Herpes simplex virus antibody
HSV is a member of the herpesvirus family and is divided into HSV-I and HSV-II. Direct intimate contact and sexual contact are the main routes of transmission and can also be transmitted by droplets and vertical. Named after the blister-like rash often occurs in the acute phase of infection. Clinically, neutralization test, complement fixation test, ELISA, etc. are often used to assist diagnosis. Early diagnosis is valuable for timely treatment.Basic Information
Specialist classification: Infectious disease inspection and classification: pathogenic microorganism inspection
Applicable gender: whether men and women apply fasting: fastingAnalysis results:
The normal result is negative.
A positive indication is infected with herpes simplex virus.
The normal result is negative.Clinical significance
HSV mainly causes herpetic stomatitis, eczema herpes, herpetic keratoconjunctivitis, herpetic meningitis, neonatal herpes, herpetic vulvovaginitis and the like. Infections outside the reproductive organs were mostly caused by HSV-I (95%), while HSV infection in the reproductive organs was mainly caused by HSV-II (78%). This test does not distinguish between HSV-I and II. Specific IgM antibody-positive or specific IgG antibody titers increased 4-fold, suggesting a recent HSV infection.Positive results may be diseases: oral herpes simplex, herpetic stomatitis precautions
1. In the examination: If used for the diagnosis of acute infection, double serum should be taken in the acute phase and the recovery phase, and IgG and IgM in the serum should be detected at the same time.
2. The same antigenic tablet is used in China, and the fluorescent antibody is replaced by an enzyme-labeled anti-human IgM antibody, and the same effect is obtained by performing enzyme immunolocalization assay.

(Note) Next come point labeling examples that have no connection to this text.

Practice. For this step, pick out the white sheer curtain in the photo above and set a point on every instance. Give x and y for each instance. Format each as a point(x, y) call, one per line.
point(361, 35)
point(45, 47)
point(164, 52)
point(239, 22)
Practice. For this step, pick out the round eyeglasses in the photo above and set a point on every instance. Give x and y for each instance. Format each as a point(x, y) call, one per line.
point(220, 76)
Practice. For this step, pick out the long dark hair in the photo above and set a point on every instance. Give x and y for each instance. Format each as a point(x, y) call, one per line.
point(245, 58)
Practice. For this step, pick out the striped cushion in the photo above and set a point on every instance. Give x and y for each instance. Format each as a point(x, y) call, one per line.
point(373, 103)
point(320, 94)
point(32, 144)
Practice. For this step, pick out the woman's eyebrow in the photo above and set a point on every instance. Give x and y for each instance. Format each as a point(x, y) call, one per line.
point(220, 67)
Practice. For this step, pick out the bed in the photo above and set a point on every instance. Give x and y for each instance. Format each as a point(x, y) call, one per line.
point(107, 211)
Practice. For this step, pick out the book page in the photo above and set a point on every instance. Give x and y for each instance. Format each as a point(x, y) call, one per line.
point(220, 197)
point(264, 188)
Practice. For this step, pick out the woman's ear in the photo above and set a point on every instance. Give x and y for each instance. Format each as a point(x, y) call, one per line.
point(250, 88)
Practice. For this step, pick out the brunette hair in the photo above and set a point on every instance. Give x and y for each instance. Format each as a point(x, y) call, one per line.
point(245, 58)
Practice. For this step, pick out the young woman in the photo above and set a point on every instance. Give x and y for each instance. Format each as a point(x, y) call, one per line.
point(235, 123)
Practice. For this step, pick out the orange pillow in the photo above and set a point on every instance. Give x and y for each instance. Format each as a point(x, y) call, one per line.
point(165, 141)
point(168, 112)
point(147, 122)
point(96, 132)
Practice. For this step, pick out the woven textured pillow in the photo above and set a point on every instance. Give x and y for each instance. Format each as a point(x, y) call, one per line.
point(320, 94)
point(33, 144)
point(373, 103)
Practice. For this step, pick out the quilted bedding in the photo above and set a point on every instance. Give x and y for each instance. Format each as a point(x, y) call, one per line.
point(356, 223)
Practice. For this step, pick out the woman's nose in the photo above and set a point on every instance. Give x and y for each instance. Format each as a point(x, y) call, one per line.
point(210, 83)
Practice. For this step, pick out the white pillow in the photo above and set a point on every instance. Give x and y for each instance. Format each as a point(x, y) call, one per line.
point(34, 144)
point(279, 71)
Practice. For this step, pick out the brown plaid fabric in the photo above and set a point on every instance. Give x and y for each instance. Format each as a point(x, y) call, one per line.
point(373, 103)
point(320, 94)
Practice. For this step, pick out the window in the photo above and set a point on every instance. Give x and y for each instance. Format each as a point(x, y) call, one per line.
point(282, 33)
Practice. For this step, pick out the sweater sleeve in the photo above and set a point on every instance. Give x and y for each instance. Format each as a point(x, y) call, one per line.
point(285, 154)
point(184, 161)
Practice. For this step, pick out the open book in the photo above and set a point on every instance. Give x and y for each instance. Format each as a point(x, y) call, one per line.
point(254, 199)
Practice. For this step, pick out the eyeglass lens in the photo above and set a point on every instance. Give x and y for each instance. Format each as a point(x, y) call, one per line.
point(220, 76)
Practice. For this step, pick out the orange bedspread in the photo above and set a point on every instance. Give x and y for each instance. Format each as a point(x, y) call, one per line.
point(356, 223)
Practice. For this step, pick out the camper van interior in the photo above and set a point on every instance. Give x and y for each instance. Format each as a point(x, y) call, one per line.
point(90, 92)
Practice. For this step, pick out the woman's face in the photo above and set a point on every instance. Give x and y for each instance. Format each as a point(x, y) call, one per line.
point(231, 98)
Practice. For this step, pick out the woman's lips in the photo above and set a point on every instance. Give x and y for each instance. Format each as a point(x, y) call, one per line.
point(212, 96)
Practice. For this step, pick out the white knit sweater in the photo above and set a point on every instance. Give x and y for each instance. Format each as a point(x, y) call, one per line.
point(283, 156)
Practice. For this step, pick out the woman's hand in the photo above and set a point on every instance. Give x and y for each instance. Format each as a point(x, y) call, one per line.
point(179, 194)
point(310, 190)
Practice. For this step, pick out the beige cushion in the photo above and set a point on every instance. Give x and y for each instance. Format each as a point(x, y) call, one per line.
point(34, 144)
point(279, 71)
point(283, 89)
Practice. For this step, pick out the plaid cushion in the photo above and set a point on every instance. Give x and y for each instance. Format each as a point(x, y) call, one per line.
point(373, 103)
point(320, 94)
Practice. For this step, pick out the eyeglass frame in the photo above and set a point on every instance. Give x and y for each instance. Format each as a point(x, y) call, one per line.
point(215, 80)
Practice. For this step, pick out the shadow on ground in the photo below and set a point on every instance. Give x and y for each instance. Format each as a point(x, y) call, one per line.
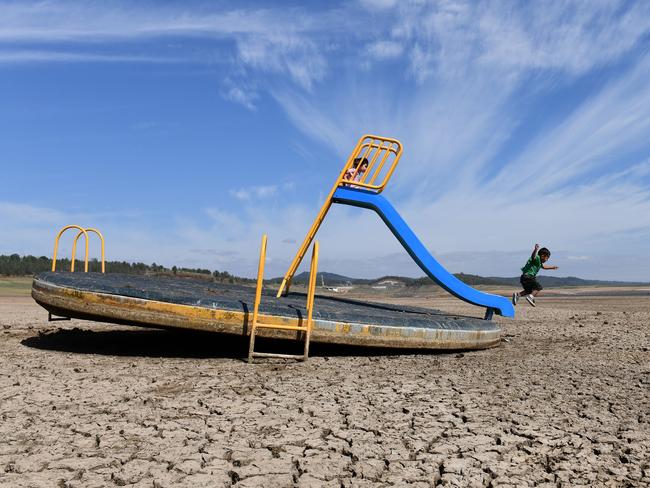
point(186, 344)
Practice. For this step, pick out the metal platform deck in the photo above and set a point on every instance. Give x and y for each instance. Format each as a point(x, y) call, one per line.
point(165, 302)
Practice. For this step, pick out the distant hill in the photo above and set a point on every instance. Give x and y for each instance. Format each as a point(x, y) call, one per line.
point(333, 279)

There are two methods for using ELISA:
(1) The anti-EHF virus monoclonal antibody is combined with the carrier to form a solid phase for capturing a specific antigen, and after adding the serum to be tested, the enzyme-labeled anti-human μ chain is recognized and the substrate is colored.
(2) The anti-human μ chain plate is used to capture IgM in the serum to be tested, and then the EHF virus antigen is added, and finally the anti-EHF virus monoclonal antibody conjugate is labeled with an enzyme, and the substrate is colored.
The antigen used in the ELISA was prepared from the brain tissue suspension of the suckling mouse infected with EHF virus, and the remaining reagents and procedures were the same as the general ELISA.Inspection process
Commonly used in antibody detection methods include complement binding assay, neutralization assay, immunofluorescence and enzyme-linked immunosorbent assay, etc., which are widely used in the diagnosis of acute infections and organ transplant patients, as well as epidemiological investigations. For the diagnosis of acute infection, both serum in the acute phase and recovery phase should be taken, and IgG and IgM in the serum should be detected simultaneously.Not suitable for the crowd
Those who do not have an indication for examination should not do this check.Adverse reactions and risks
Generally no complications and harm.